My friend Charles and I decided to take the trek down to the Indy PTQ this past Sunday and, while I would love to regale you with tales of epic comebacks or one-sided slaughters, that unfortunately was not the case. Despite starting off with a promising 2-0 record, I quickly found myself the not-so-proud owner of two mint condition losses. There were a few points of interest that came up from this weekend, but first here’s the deck that I chose to run.
There’s a lot I have to say about the deck, but I’d like to at least briefly discuss what my tournament was like. Leading up to the PTQ, I did not really have much testing under my belt, but the few playtesting sessions that I had felt very promising. The night before the tournament was actually too good to be true, as I ended up posting ridiculously positive results. I was routinely blowing my playtest partners out of the water, even when they were playing a host of different decks. It seemed like I was being blessed with very good draws and/or my opponents were getting very mediocre hands, and I knew deep in my heart that the luck couldn’t last forever. We ended up playing until about two in the morning, which was probably not the healthiest of ideas considering we were supposed to be on the road by 5am. I exacerbated the situation by staying up and watching replays of Extended Daily and Premier events on MTGO.

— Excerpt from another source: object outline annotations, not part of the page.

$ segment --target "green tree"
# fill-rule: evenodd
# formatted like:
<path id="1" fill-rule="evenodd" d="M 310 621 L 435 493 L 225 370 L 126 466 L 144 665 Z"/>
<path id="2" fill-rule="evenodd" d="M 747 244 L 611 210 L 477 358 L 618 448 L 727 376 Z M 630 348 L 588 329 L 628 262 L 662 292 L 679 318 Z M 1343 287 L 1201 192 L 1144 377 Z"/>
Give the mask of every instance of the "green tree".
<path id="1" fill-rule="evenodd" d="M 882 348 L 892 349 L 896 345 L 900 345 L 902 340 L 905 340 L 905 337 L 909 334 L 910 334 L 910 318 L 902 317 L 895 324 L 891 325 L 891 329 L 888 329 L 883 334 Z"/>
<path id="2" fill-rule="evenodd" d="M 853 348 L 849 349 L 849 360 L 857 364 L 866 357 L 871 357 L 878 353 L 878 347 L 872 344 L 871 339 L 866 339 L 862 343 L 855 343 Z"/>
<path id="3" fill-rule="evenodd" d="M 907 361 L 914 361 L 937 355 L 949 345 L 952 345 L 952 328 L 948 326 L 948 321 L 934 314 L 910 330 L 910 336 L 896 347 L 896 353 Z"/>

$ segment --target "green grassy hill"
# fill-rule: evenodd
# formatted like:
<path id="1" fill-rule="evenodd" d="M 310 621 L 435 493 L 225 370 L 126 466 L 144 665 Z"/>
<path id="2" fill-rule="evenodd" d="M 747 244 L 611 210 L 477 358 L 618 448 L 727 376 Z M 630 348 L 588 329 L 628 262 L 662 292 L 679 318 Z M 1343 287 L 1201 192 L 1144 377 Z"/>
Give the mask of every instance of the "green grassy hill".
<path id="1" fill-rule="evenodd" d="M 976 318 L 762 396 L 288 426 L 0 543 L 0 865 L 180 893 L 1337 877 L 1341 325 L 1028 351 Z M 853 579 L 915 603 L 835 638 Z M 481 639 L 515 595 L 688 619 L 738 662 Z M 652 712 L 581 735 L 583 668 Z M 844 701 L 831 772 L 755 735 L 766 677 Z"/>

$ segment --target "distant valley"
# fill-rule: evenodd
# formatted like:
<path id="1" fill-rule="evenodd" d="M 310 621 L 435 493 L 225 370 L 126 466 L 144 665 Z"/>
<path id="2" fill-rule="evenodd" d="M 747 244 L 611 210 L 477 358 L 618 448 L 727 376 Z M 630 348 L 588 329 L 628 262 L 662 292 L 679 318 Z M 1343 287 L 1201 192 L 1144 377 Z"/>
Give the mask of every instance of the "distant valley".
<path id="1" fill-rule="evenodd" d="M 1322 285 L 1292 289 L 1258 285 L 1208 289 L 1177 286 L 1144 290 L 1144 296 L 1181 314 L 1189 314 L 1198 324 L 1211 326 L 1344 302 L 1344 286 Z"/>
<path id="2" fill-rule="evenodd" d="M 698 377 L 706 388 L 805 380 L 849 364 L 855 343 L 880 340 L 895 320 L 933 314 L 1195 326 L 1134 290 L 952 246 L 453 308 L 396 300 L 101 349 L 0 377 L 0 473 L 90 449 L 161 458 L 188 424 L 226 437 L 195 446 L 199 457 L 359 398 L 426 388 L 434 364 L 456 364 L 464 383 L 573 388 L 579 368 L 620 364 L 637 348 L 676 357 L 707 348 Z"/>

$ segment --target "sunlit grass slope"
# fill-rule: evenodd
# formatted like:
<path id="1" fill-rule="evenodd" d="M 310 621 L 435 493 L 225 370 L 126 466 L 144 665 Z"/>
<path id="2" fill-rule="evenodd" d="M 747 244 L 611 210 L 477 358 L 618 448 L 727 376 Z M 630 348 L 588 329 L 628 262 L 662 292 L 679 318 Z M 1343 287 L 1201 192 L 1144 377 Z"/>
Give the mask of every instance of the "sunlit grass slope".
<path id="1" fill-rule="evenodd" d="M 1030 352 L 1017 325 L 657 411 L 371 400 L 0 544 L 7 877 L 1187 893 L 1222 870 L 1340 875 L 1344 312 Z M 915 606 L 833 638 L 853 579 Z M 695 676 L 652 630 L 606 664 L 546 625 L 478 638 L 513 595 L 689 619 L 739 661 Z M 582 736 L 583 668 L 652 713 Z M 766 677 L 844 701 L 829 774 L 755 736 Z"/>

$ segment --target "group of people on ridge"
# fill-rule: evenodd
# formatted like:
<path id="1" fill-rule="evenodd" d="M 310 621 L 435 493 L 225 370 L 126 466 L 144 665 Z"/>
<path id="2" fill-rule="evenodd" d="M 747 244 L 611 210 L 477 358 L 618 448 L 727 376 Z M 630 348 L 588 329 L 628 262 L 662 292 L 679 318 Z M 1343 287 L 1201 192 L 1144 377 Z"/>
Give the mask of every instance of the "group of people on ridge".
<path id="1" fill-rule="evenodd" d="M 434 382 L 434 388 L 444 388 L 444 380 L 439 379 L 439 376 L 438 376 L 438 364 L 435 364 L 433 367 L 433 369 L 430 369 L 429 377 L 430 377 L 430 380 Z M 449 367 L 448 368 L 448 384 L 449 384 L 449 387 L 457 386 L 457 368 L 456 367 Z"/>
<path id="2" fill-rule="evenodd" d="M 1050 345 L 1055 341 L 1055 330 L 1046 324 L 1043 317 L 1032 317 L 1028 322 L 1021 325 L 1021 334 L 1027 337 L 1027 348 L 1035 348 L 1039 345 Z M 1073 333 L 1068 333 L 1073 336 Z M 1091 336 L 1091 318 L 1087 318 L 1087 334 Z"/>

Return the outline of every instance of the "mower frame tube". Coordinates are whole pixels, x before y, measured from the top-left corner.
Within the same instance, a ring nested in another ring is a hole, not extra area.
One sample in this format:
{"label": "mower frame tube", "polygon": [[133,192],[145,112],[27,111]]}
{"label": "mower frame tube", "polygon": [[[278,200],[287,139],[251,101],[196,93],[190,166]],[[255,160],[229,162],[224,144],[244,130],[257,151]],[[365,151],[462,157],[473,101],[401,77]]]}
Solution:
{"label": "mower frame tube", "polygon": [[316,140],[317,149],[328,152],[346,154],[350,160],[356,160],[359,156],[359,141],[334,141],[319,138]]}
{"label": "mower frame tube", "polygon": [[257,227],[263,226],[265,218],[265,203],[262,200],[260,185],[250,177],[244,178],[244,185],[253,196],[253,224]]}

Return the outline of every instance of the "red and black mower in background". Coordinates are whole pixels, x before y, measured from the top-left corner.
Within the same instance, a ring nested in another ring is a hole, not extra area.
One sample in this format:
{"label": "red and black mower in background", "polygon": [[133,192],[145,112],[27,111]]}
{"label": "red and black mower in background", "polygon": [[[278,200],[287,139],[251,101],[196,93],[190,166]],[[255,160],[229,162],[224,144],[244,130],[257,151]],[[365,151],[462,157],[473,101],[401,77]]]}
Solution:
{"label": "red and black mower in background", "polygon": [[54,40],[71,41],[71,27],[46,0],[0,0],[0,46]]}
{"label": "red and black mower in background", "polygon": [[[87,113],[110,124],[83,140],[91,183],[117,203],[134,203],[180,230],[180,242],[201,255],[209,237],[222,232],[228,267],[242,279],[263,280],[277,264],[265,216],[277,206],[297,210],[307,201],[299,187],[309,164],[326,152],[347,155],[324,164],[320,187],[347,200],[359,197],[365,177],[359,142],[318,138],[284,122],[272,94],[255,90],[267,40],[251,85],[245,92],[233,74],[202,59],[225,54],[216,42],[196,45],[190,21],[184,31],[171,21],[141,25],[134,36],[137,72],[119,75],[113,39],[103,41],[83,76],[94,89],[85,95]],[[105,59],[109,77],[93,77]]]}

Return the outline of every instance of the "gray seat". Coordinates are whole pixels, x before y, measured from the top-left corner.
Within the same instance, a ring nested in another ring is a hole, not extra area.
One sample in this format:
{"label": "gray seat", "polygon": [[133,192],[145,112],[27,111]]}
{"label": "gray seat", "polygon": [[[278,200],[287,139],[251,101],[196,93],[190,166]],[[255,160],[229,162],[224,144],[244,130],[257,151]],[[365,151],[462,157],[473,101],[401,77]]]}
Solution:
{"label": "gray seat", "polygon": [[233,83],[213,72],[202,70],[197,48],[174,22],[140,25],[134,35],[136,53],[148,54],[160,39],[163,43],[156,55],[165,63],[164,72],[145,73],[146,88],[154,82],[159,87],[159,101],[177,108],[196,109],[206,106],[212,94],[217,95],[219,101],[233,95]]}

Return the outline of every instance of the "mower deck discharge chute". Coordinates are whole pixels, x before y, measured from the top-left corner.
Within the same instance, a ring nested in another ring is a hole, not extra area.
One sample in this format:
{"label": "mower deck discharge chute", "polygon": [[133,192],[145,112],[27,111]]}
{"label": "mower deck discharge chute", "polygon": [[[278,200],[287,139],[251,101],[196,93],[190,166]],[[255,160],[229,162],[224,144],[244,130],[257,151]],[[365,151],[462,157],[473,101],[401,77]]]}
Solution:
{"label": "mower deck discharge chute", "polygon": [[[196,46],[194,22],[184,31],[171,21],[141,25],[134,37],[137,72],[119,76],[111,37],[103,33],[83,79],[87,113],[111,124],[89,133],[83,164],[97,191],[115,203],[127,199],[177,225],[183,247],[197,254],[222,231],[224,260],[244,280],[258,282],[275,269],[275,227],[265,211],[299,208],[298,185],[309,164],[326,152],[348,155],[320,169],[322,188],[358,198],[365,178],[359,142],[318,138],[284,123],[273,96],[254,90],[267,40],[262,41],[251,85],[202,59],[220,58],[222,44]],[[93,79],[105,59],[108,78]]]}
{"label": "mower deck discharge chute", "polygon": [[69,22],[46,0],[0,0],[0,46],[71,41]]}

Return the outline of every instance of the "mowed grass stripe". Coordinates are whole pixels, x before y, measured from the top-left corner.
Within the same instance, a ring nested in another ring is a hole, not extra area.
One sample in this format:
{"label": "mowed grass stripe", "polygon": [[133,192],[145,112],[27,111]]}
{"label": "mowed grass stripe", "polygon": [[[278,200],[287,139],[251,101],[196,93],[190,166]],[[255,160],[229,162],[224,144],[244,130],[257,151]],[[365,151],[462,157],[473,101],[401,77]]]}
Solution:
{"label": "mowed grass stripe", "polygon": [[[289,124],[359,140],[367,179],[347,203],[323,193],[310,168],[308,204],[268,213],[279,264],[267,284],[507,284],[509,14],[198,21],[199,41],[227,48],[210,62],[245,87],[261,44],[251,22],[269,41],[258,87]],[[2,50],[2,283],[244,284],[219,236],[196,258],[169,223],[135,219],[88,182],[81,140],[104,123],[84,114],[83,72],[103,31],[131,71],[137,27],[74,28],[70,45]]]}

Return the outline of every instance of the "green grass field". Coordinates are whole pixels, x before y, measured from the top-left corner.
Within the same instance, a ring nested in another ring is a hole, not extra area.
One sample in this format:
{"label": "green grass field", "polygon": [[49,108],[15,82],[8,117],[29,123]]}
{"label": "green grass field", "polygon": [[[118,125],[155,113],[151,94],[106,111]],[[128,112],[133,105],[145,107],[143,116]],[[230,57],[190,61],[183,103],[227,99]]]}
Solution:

My first two rounds in the tournament felt very solid. I battled against a young woman named Brenna packing Bant in the first round, and she certainly brought her game face. She ended up doing much better than I in the tournament, and she was 4-1 or 5-1 the last time I asked her about her record. Kavu Predator absolutely shone in this matchup, as it not only made her Kitchen Finks tremendously awkward, but her Rhox Was Monks as well. My deck truly did what it was meant to do in this match, as I was smashing in with dudes and crippling her manabase by Molten Raining her lands.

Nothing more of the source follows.